Секретные слова

Виктория Белькова
              Великим постом на Престольный праздник Благовещения Пресвятой Богородицы в наш храм приезжают священники из других приходов.  Обычно на утреннюю исповедь настоятель храма выходит во второй половине литургии.  А тут не успела начаться служба, как по храму прокатился шепот:

– Исповедь…  Исповедь…

              Я стояла у свечной лавки и никуда не торопилась.  У Причастия была на прошлой неделе и накануне к таинствам исповеди и Причастия не готовилась. 

               Подала записочки в алтарь и прошла к «своему» любимому месту у иконы Святой блаженной Ксении Петербургской.  Отсюда хорошо было видно место, где шла исповедь. 

              Исповедовал незнакомый пожилой седенький священник.  Позже я узнала, что зовут его отец Валентин, он из соседнего города и живет со своей матушкой в браке уже полвека.  Своего прихода у батюшки нет, поэтому на службы он приезжает в разные храмы, отчего и называют его шутливо «гостевым» батюшкой.

             Всех, подходящих к аналою, на котором лежали крест и Евангелие, отец Валентин сразу накрывал епитрахилью, из-за чего голова кающегося оказывалась в этаком «домике».  Батюшка «нырял» в этот «домик» с другой стороны и таким образом принимал исповедь. 

              Во время таинства правая рука отца Валентина находилась на спине кающегося.  Рука священника то ободряюще похлопывала, то успокаивающе поглаживала, то строго постукивала исповедника.  Прихожане дивились такой необычной и непривычной для них форме исповеди.  Очередь на исповедь начала расти.

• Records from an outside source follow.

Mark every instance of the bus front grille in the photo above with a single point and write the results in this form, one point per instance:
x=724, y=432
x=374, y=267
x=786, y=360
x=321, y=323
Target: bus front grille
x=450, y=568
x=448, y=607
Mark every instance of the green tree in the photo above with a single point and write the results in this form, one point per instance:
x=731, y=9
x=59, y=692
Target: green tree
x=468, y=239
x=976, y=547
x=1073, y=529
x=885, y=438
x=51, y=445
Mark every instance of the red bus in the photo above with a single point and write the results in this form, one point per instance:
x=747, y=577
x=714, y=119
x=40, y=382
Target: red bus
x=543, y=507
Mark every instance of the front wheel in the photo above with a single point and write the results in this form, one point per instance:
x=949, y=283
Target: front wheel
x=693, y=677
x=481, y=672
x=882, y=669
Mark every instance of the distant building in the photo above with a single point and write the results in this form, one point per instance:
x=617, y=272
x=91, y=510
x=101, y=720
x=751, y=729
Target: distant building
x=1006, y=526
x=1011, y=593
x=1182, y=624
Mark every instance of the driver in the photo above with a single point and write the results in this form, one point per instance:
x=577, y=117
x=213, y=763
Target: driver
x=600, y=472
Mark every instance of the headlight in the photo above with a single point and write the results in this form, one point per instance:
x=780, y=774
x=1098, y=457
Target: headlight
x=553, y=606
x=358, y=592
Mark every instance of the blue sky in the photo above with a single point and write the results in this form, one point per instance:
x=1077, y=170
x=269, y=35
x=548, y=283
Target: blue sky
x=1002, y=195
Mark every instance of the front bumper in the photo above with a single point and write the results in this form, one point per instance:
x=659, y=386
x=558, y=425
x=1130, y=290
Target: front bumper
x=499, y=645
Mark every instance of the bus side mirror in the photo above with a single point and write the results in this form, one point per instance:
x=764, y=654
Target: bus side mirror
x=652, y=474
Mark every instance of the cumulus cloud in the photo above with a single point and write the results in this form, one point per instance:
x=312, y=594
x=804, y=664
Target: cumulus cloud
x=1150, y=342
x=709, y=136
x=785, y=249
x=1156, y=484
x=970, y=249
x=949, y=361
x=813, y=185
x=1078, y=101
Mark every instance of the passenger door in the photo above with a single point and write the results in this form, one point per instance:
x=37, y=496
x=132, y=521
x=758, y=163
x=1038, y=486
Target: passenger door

             Все люди отходили от отца Валентина просветленными и улыбающимися.  Слезы в глазах некоторых прихожан не застилали сияющего выражения их лиц.   Подумала про себя:  «И что он им там такое «веселое» говорит, что все улыбаются?» 

              После отпущения грехов и благословения батюшка каждого целовал в лоб.  И мне вдруг так захотелось, чтобы и меня вот так же, по-отечески, поцеловали в лоб!  Я кинулась к свечной лавке, купила свечу и встала в очередь:  «Если не на Причастие, то хоть на исповедь схожу».

           В «домике» под епитрахилью было ощущение тепла, уюта и защищенности.  После исповеди говорю батюшке:

– Я к Причастию не готовилась…  Поститься-то постилась, а вот правило накануне не читала…

Отец Валентин склонился к моему уху и быстро спросил:

– Но ведь ты прочитаешь?

– Когда? – опешила я, – после Причастия?

– Ну да!  Ты ведь после Причастия помолишься по канонам и последованию?

– Хорошо, батюшка, – медленно выговорила я, еще не веря, что меня благословляют на Причастие.

Отец Валентин благословил меня, поцеловав, как и всех, куда-то в верхнюю часть лба .  А потом крепко взял за руку и, глядя внимательно, с отеческой любовью произнес:

– Все мы грешные…

Я кивнула и потянула руку на себя, но священник не отпускал, крепко сжимая мою ладонь.  Его рука была сухая и очень горячая.

– Грешные мы все…  – опять повторил батюшка.

Все это продолжалось несколько секунд:  я тянула руку к себе, а отец Валентин не выпускал, глядел на меня и все повторял:

– Все мы грешные, грешные…

И тут я улыбнулась.  Батюшка, будто ждал этого, тоже улыбнулся в ответ и сразу отпустил мою руку.  Так вот какие «секретные» слова говорит он людям, отчего все отходят от него, словно счастливые дети!  Он никого не отпускал от себя, пока человек не «раскроется» навстречу благодати…

             Хотя…  Может быть, другим людям отец Валентин  говорил совсем иные слова.